Mendoza era una ciudad de mucha herencia colonial, con grandes avenidas, perfecta y cuadriculada estructura urbanística de la zona centro y muchos árboles y plazas —buenos pulmones para cualquier ciudad—, concebida así para refrescar y apaciguar el sol de la región. A la plaza principal (Plaza de la Independencia) la rodeaban otras cuatro plazas simétricas (Plaza Italia, Pl. Chile, Pl. San Martín y Pl. España).
Este
mochilero diría que la ciudad estaba diseñada para grandes paseos, y dio
muchos. En uno de ellos se acercó al Parque General San Martín, que constituía,
desde hace más de un siglo, uno de los espacios verdes urbanos más importantes
del país, o casi. Una pareja de empleados del parque, cuando les preguntó por
el Cerro de la Gloria —identificaron que era español y le dedicaron todo tipo
de elogios—, no tuvieron ningún problema en acercarle en su viejo Land Rover. Allí se alzaba en un
montículo la estatua del Libertador, el General San Martín, muy presente en
esta ciudad. Hasta este cerro le subieron sus “para siempre amigos”.
¡Qué
buena gente encontró en Mendoza!
Organizaban muchos tours por los alrededores de esta urbe: a las bodegas y viñedos, a poblaciones con cierto encanto, a los Andes cercanos,… Se apuntó a una ruta que le llevaría a la frontera con Chile y a divisar el Aconcagua, el pico más alto de la cordillera andina. Fue todo un día de recorrido, con multitud de paradas, donde incluso llegó a palpar la nieve en una primavera austral. Por esta misma ruta andina hacia Chile había transitado el general San Martín a primeros del siglo XIX, en un trayecto muy importante y clave para la independencia argentina. El minibús paró en el puente de Picheuta, declarado Monumento histórico nacional, muy cerca de la población de Uspallata, por donde las tropas del general cruzaron un gran arroyo y libraron una importante batalla.

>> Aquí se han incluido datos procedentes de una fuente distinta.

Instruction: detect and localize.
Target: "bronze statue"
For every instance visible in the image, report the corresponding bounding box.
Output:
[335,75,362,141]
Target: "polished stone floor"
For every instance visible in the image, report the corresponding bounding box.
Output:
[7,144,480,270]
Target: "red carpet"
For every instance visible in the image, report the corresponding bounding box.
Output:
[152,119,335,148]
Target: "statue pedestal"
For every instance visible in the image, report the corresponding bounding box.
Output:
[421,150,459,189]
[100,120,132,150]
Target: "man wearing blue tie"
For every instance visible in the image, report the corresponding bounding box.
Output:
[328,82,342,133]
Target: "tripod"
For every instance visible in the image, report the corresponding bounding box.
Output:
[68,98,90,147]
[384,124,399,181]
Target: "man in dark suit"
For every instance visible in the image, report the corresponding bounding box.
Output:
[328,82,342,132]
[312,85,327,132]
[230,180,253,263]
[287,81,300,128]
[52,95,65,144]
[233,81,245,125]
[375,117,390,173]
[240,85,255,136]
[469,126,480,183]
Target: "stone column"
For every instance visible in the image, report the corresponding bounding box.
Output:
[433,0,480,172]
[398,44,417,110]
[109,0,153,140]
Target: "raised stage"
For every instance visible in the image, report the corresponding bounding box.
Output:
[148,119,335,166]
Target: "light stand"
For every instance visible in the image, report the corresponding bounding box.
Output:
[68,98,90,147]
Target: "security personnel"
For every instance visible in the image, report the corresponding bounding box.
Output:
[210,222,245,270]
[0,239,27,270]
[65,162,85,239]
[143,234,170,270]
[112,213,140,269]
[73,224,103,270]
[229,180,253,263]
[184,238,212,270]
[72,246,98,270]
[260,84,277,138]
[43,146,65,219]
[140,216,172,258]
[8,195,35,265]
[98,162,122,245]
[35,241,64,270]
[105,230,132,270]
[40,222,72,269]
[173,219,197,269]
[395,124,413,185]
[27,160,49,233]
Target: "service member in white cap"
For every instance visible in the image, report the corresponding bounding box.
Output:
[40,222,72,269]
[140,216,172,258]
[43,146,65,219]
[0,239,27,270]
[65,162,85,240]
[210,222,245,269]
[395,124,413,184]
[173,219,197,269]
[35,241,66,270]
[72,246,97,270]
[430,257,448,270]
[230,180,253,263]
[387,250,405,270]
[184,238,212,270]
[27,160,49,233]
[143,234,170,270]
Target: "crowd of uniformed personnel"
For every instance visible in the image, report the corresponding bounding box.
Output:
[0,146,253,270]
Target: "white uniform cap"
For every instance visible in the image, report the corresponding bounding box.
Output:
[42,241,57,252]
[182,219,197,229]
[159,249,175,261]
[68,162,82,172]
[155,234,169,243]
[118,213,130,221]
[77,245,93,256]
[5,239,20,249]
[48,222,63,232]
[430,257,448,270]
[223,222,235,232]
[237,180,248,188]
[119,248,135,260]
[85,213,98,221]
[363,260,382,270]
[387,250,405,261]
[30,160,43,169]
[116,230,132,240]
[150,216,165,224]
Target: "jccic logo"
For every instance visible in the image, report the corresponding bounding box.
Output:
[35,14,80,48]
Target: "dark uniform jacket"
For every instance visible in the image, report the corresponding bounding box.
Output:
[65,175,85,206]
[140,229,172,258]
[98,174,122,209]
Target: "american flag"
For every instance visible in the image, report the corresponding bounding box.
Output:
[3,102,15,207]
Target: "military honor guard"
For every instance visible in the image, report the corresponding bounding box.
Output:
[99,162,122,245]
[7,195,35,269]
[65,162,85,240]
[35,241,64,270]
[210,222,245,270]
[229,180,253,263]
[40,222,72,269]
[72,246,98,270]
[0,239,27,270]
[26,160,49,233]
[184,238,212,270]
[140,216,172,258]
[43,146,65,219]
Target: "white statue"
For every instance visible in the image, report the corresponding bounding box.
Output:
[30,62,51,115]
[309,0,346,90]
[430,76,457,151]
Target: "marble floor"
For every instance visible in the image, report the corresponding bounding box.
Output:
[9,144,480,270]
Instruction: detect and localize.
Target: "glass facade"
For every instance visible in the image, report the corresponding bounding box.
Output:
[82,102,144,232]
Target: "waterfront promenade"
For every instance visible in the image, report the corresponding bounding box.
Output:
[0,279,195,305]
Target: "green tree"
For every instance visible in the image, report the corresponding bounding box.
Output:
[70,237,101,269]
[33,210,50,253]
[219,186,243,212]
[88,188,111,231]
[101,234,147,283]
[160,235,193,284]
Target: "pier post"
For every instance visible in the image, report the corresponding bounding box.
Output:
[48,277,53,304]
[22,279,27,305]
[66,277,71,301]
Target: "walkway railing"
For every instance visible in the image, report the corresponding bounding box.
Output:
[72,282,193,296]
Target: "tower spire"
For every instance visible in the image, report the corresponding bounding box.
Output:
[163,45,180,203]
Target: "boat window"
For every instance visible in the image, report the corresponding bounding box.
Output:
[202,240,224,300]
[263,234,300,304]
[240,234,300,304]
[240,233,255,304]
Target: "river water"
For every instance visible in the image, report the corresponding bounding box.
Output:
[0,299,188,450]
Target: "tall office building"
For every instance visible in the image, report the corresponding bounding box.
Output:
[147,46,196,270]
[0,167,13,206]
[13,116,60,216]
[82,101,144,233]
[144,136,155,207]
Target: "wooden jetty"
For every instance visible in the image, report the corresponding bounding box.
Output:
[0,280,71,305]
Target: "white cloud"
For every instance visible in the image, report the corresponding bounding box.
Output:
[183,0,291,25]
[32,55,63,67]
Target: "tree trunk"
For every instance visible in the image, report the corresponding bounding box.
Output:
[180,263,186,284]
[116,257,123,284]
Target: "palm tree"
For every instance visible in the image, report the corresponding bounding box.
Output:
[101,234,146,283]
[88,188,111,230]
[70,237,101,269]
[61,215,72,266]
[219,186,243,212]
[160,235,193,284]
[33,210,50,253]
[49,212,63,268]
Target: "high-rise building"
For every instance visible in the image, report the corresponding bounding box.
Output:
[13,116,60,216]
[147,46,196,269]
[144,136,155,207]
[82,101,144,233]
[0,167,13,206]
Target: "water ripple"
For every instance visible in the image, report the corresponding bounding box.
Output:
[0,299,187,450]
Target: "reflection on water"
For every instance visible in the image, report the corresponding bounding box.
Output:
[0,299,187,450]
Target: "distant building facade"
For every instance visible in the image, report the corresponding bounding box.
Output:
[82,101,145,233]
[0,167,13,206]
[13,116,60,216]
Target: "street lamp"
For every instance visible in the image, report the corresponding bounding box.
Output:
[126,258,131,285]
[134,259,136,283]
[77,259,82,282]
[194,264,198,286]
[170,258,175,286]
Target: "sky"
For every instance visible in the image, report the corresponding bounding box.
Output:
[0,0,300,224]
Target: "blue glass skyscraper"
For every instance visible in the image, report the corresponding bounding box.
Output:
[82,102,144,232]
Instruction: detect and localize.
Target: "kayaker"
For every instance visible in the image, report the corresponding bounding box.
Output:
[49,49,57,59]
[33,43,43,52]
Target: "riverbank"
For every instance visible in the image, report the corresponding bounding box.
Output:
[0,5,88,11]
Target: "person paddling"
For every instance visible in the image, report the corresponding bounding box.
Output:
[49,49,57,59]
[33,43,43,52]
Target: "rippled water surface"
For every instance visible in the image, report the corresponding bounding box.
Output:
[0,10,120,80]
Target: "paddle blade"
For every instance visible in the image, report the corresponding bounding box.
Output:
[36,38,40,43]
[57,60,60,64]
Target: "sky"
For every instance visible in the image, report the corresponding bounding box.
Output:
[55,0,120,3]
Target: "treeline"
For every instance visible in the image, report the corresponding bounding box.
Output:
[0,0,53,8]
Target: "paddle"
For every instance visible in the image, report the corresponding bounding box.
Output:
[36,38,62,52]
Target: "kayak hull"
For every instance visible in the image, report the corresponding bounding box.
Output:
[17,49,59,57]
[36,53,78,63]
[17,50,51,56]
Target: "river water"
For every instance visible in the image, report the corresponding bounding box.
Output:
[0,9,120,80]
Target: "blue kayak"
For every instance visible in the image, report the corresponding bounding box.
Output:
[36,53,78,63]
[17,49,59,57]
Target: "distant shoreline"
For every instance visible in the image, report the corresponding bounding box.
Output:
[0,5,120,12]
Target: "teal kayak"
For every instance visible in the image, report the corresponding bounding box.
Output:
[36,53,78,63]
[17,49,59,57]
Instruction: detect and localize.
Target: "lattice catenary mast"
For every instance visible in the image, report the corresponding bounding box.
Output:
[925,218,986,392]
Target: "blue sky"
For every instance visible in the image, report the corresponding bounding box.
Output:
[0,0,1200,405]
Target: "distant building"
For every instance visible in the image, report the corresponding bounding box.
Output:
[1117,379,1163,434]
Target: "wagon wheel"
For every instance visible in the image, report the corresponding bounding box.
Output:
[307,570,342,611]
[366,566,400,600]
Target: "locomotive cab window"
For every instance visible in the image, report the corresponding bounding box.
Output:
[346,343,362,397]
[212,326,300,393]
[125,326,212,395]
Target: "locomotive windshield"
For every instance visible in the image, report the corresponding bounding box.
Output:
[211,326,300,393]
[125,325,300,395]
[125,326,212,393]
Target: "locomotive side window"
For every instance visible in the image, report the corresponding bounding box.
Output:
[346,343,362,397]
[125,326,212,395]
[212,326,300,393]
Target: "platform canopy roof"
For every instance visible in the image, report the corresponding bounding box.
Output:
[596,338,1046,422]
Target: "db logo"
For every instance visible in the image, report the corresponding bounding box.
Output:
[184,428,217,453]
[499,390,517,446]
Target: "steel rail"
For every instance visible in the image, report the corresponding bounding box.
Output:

También, parada obligada —como se suele decir— en el puente del Inca, un prodigio de la naturaleza formado por la evaporación de las aguas termales, ricas en minerales, que arrastraba el río. Era bellísimo, con gran variedad de colores amarillos y ocres, aunque antiguos proyectos para un balneario, que pronto una gran riada destruyó, hubieran perjudicado un tanto el lugar. Se observaba, a lo lejos, lo que había quedado en pie: su pequeña iglesia.
Esta vieja ruta chilena fue muy importante en tiempos históricos y ahora muy visitada por el turismo que se acercaba a la zona.